「血」(けつ)と呼びます。血とは、脈中(血管)を流れる赤い液体で、からだを栄養し、潤いをあたえるものです。血は食物や腎精(じんせい)からつくられます。
血そのもの自体は、西洋医学でいう血液とほぼ同じと考えてもらってよいと思います。しかし、その血の働きや生成については中医学独特の考え方があります。
「血」の働きは次の2つです。
1.「全身を栄養し、滋潤する物質である」
2.「精神活動を支える物質である」
[1]全身を栄養滋潤する
この働きは西洋医学の血液と同様に、血は血管を通して体のすみずみまで行き渡り、内臓・筋肉・皮膚・骨などを滋養する働きです。
血液が不足すると、からだを栄養できないだけでなく、からだの潤いも失います。
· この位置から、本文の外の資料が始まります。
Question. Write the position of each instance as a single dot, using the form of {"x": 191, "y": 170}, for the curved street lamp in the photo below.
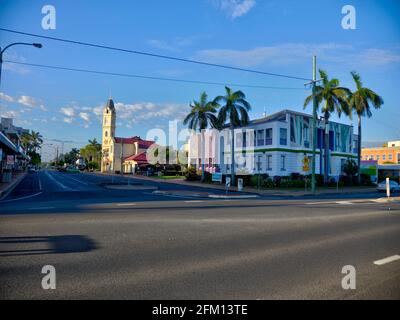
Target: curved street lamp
{"x": 36, "y": 45}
例えば、皮膚がカサカサ乾燥する・目がしょぼしょぼして疲れる、ドライアイ・髪の艶がなく切れ毛が多い・爪が割れやすいなどは、血が不足しているときによくみられます。このほか、顔色が白い、あるいはくすんだ黄色がかっている・頭痛・めまい・立ちくらみ・不眠・手足のしびれ・生理が遅れるなども血の不足での症状です。
[2]精神活動を支える
血には「安心」の働きがあると考えます。
人の思考や精神活動というと、頭で考える、つまり脳で考えることです。良い考えが出ないと、頭を指さされて「血の巡りが悪いんじゃない?」とからかわれることがあるように、頭が良く働きしっかり考えるためには脳に充分な血液が流れていることが大切です。
そして精神とは頭で考えることでなく、「こころ」で想うことです。中医学では、「心」(しん)が思考や精神活動の中心であると考えます。楽しいことの前には胸がワクワク、緊張で心臓がドキドキ、恋をすれば胸がキュンとするように胸を中心に変化が現れます。こうしたことから精神は心に宿り、心の血と気によって養われて活動すると考えられています。
血液は、心臓から循環して全身を栄養すると同時に、心臓自身も養って精神を安定させることから*「安心」の働きがあると考えます。こころの冷たい人に「血も涙もない」、「冷血動物」といった言い方があるように、正常な精神活動のためには、充分な血液が必要になります。もし、過労や心配事で心の血が不足すると、不安感・動悸・寝つきが悪い、眠りが浅いなど症状が現れます。*漢方の言葉では、「安神」(あんじん)といいます。
病因となる血の失調は
1.血が不足する「血虚」(けっきょ)
2.血の循環が悪く、滞った状態の「瘀血」(おけつ)があります。
ところで、血虚は血液不足タイプとはいえ、西洋医学の貧血とは少し意味が違います。病院での検査での貧血とは、「赤血球」の量の低下や組成に関わることです。これに対して中医学の血は、赤血球・白血球・血小板などすべて含めた「血液全体」を意味します。そして血虚は血液全体としての量の不足や働きの低下を意味します。病院で貧血と診断された方をはじめ、貧血と診断されていない方でも、中医学で診断すると血虚としての血液不足の症状がみられる方は実際に多くおられます。上にあげたような血液不足での症状の多くが思い当たる方は、血虚の体質の可能性が高いといえます。